If chemistry looks good but the water is dull or cloudy, look at run times, filter condition, and circulation patterns alongside your test results.
Testing Frequency and Habits
A reasonable starting point for most outdoor pools is:
- Daily or every visit: Free chlorine, pH.
- Weekly: Alkalinity, calcium hardness (if not yet stable), and CYA in season.
- After major events: Heavy bather load, storms, large chemical additions, or algae treatment.
Always test before dosing. For large corrections, use split doses: add part of the calculated amount, circulate, retest, and adjust. This avoids overshooting and teaches you how the specific pool responds.
Dosing: From Test Result to Chemical Amount
All dosing follows the same basic pattern:
- Measure the current level with a reliable test.
- Decide on a realistic target range.
- Compute the ppm change needed (Δppm).
- Use a known “dose per 10,000 gallons” factor for the product you’re using.
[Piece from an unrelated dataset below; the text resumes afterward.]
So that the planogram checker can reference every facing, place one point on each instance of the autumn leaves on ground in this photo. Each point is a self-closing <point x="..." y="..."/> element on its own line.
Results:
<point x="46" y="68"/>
- Scale the dose to your actual pool volume.
The Chlorine Dosing and pH Balance pages walk through real-world examples with step-by-step math for chlorine, neutralizer, acid, bicarbonate, and soda ash.
Long-Term Care
Good water chemistry is not a one-time event; it is a pattern over months and years. Long-term care includes:
- Monitoring CYA creep from stabilized chlorines and planning water replacement before it gets excessive.
- Adjusting calcium hardness as needed to keep LSI in range as seasons and temperatures change.
- Watching for early signs of etching or scaling on steps, tile, and fittings.
- Aligning chemistry with plaster curing needs, especially in the first 30 days for new surfaces.
For surface-specific guidance, see Plaster Surface Care, which applies these chemistry concepts directly to startup and long-term protection of cement-based finishes.